We all know that really old games don't work on Windows XP, but what about certain games that were designed for Windows 98 that don't work? There's no DOSBox equivalent there. I have an idea, and I just wanted to know if it is possible, or if it already exists.
I intend to hook the kernel's function calls that a game uses (or any other OS specific thing), and obviously perform/return whatever an earlier version of Windows would.
Is this possible?
I never had any problems the compatibility wizard &/or the compatibility tab in the file's properties couldn't fix...
atari2600a wrote:
I never had any problems the compatibility wizard &/or the compatibility tab in the file's properties couldn't fix...
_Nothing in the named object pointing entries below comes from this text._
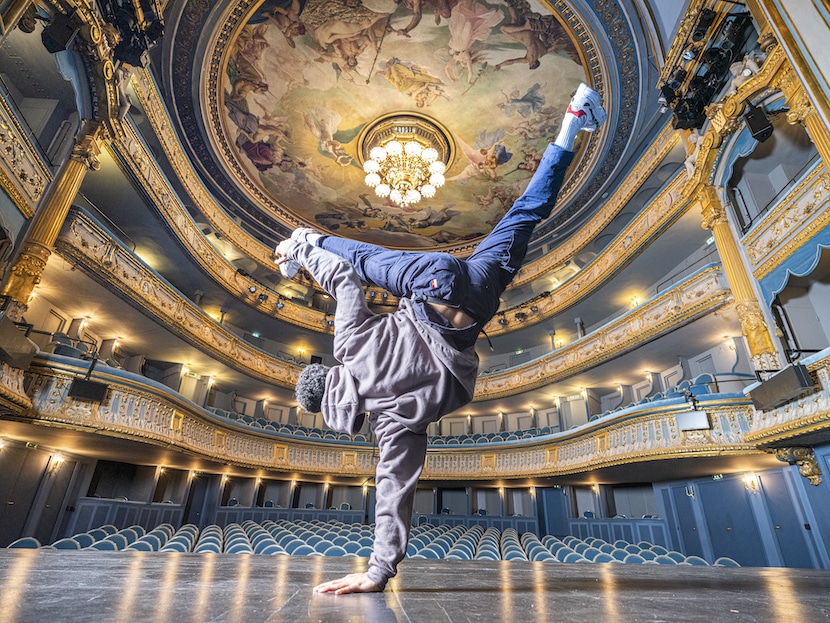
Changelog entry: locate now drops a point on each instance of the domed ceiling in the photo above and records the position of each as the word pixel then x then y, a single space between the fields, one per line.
pixel 275 98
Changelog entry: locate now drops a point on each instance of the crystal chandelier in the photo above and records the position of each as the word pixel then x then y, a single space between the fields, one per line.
pixel 405 156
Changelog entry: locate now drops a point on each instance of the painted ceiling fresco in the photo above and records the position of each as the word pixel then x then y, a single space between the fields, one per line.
pixel 303 78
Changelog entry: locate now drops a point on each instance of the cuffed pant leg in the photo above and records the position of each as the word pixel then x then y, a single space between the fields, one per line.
pixel 401 462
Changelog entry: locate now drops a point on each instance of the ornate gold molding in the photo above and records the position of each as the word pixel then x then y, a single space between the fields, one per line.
pixel 23 175
pixel 668 206
pixel 151 101
pixel 132 153
pixel 797 218
pixel 756 332
pixel 156 416
pixel 89 246
pixel 803 416
pixel 806 461
pixel 28 267
pixel 12 386
pixel 701 294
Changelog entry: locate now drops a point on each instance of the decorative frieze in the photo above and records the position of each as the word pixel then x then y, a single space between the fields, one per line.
pixel 790 225
pixel 650 432
pixel 11 386
pixel 23 175
pixel 804 415
pixel 90 246
pixel 702 293
pixel 663 210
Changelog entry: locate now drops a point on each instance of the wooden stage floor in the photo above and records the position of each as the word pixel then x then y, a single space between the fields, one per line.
pixel 51 586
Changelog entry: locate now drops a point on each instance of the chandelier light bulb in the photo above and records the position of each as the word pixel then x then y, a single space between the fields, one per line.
pixel 413 149
pixel 437 167
pixel 429 155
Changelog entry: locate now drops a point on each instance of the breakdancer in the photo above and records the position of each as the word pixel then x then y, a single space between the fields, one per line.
pixel 408 368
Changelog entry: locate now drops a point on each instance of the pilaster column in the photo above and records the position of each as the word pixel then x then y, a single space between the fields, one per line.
pixel 37 246
pixel 802 111
pixel 753 325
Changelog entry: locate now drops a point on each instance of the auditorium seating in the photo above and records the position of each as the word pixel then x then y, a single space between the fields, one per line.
pixel 335 538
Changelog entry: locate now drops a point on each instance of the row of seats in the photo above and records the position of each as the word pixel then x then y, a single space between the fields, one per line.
pixel 699 386
pixel 335 538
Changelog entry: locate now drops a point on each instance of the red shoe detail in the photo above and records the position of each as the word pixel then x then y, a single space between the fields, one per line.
pixel 578 113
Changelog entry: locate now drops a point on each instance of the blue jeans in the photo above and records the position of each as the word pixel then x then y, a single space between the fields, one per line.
pixel 475 284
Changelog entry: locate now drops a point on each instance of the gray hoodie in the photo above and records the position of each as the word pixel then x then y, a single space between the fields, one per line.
pixel 402 371
pixel 391 363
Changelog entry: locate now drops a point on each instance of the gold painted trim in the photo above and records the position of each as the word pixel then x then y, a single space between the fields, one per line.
pixel 146 413
pixel 802 214
pixel 133 156
pixel 648 163
pixel 91 247
pixel 664 210
pixel 701 294
pixel 23 175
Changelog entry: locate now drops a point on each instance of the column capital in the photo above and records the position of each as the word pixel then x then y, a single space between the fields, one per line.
pixel 711 205
pixel 88 146
pixel 805 459
pixel 755 329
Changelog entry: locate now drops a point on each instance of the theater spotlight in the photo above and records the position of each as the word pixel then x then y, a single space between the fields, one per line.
pixel 758 123
pixel 704 21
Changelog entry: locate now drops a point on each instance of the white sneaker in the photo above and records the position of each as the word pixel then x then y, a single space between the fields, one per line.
pixel 289 269
pixel 305 234
pixel 586 103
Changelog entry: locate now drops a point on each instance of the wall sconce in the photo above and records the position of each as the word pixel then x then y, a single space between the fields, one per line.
pixel 57 461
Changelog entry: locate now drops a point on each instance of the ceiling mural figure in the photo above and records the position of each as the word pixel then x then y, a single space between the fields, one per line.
pixel 303 79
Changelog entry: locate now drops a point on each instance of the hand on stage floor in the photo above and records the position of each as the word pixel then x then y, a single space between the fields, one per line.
pixel 352 583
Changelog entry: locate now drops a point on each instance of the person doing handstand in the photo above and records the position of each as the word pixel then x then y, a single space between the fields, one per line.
pixel 408 368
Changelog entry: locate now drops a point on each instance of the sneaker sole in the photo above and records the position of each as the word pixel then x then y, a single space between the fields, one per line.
pixel 593 107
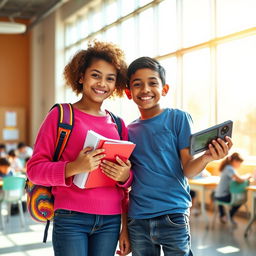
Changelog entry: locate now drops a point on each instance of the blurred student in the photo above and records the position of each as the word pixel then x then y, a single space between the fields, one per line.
pixel 16 164
pixel 228 173
pixel 5 168
pixel 2 150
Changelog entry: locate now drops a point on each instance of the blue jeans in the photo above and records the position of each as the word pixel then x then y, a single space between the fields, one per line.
pixel 82 234
pixel 171 232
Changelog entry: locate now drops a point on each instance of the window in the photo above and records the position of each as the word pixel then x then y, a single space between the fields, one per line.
pixel 207 48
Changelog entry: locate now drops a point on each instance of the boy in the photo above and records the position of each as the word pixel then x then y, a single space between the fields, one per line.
pixel 159 199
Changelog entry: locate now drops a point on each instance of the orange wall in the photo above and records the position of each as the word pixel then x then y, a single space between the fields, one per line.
pixel 15 73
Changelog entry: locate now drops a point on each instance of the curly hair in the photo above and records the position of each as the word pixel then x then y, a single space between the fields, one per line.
pixel 109 52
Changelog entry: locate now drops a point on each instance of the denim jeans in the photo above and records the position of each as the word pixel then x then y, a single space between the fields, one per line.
pixel 171 232
pixel 82 234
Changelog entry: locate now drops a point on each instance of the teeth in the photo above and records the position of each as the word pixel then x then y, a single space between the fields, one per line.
pixel 99 91
pixel 146 98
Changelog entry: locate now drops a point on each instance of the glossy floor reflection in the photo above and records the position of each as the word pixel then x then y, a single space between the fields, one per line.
pixel 17 241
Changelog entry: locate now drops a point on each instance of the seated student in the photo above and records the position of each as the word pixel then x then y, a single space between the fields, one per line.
pixel 2 150
pixel 5 168
pixel 23 152
pixel 16 164
pixel 228 173
pixel 195 206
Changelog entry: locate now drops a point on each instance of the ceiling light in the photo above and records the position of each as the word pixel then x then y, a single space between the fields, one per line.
pixel 12 28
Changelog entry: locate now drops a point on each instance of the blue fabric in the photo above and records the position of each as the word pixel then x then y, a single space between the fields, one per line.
pixel 82 234
pixel 170 231
pixel 159 186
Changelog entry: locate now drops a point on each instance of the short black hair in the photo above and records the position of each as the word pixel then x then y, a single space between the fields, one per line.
pixel 146 62
pixel 4 162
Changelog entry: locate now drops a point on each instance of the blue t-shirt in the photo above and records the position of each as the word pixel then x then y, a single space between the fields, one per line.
pixel 159 186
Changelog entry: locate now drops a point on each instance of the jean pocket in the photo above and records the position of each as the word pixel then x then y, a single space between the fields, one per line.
pixel 178 220
pixel 130 221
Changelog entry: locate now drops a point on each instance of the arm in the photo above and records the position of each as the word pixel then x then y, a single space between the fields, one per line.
pixel 217 150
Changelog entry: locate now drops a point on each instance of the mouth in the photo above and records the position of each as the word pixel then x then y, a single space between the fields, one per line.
pixel 145 98
pixel 99 91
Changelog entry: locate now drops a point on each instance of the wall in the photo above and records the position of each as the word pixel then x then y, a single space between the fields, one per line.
pixel 15 74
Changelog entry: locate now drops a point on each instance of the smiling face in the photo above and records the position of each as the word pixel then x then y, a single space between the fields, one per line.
pixel 99 81
pixel 146 89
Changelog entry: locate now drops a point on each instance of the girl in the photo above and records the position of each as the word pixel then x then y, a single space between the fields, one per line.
pixel 86 221
pixel 228 172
AAAAAAAAAAAH-HAHAHAHAHAHAHAHAHAHAHA!
You so funny. The rest of us don't seem to be that goddamn lucky when it comes to playing Might and Magic VI or whatever. Like Microsoft are gonna come up with somthing that would help you play old games. They
want you to play the new expensive Vista-Needing stuff.
Well MS Virtual PC 2004 IS freeware.....
Anything w/ 1GB & =<1.5GHz Core Duo/Core 2 Duo, =<2.5GHz P4 should suffice to run Win95/98, given you know what to kill in the native OS when you run it...If you're an anti-piracy freak you can always try out running ReactOS in a virtual PC, or better yet, install it (or a Linux distro w/ Wine) on it's own partition...
I already installed Win98 on a partition and then I couldn't get the Win98 NVidia drivers to work and messed up the installation. I'll give virtual PC a try, thanks.
Win2k is a good solution, as it's probably the last "stable" windows out.
Win98 isn't bad but you need drivers for everything and all..., plus it tends to crash somteimes.
WinXP crashes somewhat often and had major changes on the wrong size (trough it is decent, I wouldn't stuck with it).
I've heard many times how bad are both WinMilenium, and it looks it's pretty much the same way for WinVista, so here you are...
Windows XP sucks that's it no question about it. Try installing Wingroove properly, no support for MPU-40 midi device and a few other programs. Downgrade to XP.
Vista can be a good OS, just not out of the box. You just have to know what services & startup items to kill. I managed to get a Vista Ultimate install to boot up in about 30sec on my 1.6GHz Core Duo laptop w/ 1GB of RAM.